Tony Pickard
- Full name: John Anthony Pickard
- Country (sports): United Kingdom
- Born: 13 September 1934 (age 91) Ripley

Singles
- Career record: 254-187
- Career titles: 19

Grand Slam singles results
- Australian Open: 1R (1954)
- French Open: 3R (1958, 1962, 1963)
- Wimbledon: 3R (1961, 1963, 1964)
- US Open: 2R (1959)

Grand Slam doubles results
- Australian Open: QF (1954)
- Wimbledon: QF (1961)

Grand Slam mixed doubles results
- Australian Open: 1R (1954)
- Wimbledon: 3R (1956, 1962)

= Tony Pickard =

British tennis player and coach

John Anthony Pickard (born 13 September 1934) is a British former tennis player turned coach. He is best known as the longtime coach of former world No. 1 Stefan Edberg.

==Career==
Pickard won the 1959 Newport Casino Invitational tournament on grass with long best-of-five sets match wins against Noel Brown, Donald Dell, and Ron Holmberg in the final.

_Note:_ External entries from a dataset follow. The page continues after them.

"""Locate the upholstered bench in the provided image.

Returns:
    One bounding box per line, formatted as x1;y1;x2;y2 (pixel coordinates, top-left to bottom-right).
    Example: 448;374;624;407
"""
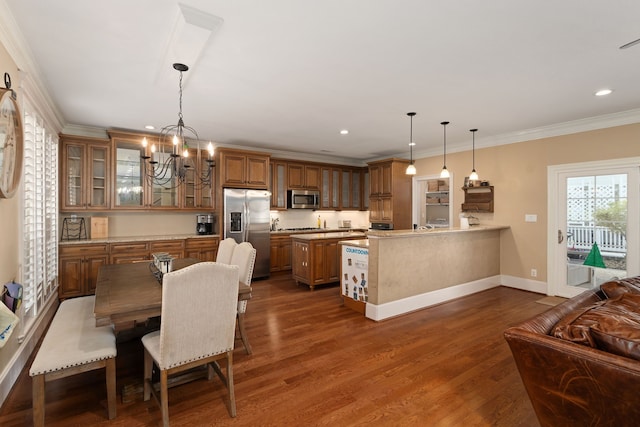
29;296;116;426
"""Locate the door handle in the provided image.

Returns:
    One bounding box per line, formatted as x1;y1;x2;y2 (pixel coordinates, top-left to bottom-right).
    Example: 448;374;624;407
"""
558;230;564;244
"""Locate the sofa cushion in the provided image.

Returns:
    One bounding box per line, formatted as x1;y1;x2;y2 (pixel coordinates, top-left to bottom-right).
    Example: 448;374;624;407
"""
552;293;640;360
600;277;640;299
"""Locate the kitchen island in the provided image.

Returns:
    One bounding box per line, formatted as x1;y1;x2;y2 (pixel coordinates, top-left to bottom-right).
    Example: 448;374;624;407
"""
291;231;366;290
358;225;508;320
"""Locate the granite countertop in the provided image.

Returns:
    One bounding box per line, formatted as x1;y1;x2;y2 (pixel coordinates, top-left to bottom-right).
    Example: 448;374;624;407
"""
59;234;221;246
270;227;367;235
290;231;367;241
366;225;509;238
338;239;369;248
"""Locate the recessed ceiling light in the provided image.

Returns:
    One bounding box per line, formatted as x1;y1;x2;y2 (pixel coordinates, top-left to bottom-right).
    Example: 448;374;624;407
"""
340;129;349;135
145;125;155;130
594;89;613;97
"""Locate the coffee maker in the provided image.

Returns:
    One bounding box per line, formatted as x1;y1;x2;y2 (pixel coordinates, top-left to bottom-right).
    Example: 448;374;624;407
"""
196;214;215;235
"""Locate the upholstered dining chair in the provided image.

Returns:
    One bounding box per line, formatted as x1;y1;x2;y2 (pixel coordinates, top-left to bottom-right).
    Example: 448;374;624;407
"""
229;242;257;355
141;262;240;426
216;237;238;264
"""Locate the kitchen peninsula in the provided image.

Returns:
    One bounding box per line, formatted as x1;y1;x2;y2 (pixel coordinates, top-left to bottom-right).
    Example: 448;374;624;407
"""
349;225;509;321
292;231;366;290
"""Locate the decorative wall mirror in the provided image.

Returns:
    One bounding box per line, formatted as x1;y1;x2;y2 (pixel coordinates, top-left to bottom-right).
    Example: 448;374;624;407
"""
0;72;23;198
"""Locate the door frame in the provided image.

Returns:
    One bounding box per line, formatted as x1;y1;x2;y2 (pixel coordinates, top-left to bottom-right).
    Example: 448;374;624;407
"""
547;157;640;297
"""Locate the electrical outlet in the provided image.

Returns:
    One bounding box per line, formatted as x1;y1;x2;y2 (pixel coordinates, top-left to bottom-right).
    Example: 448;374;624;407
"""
531;269;537;278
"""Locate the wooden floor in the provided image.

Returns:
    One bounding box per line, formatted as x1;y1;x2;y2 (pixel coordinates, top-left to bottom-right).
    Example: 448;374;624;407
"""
0;274;548;426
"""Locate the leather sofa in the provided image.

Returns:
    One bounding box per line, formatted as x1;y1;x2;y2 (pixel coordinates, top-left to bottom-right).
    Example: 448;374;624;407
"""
504;277;640;427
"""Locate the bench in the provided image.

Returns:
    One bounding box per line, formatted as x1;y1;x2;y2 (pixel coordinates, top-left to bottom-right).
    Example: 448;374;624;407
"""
29;296;116;426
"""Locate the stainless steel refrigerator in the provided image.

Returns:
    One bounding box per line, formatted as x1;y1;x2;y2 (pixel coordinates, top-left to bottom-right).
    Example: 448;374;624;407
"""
223;188;271;279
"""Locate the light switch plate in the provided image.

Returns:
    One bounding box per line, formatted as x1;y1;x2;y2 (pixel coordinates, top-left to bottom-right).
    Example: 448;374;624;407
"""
525;214;537;222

Pickard won the 1961 British Covered Court Championships in London defeating Manuel Santana in the final. He also won the 1962 London Hard Court Championships on clay at The Hurlingham Club defeating Roger Becker and Warren Jacques in the last two rounds.

Pickard captained the Great Britain Davis Cup team led by Tim Henman, and was Greg Rusedski's coach in 1997–98. He has also coached Anne Keothavong.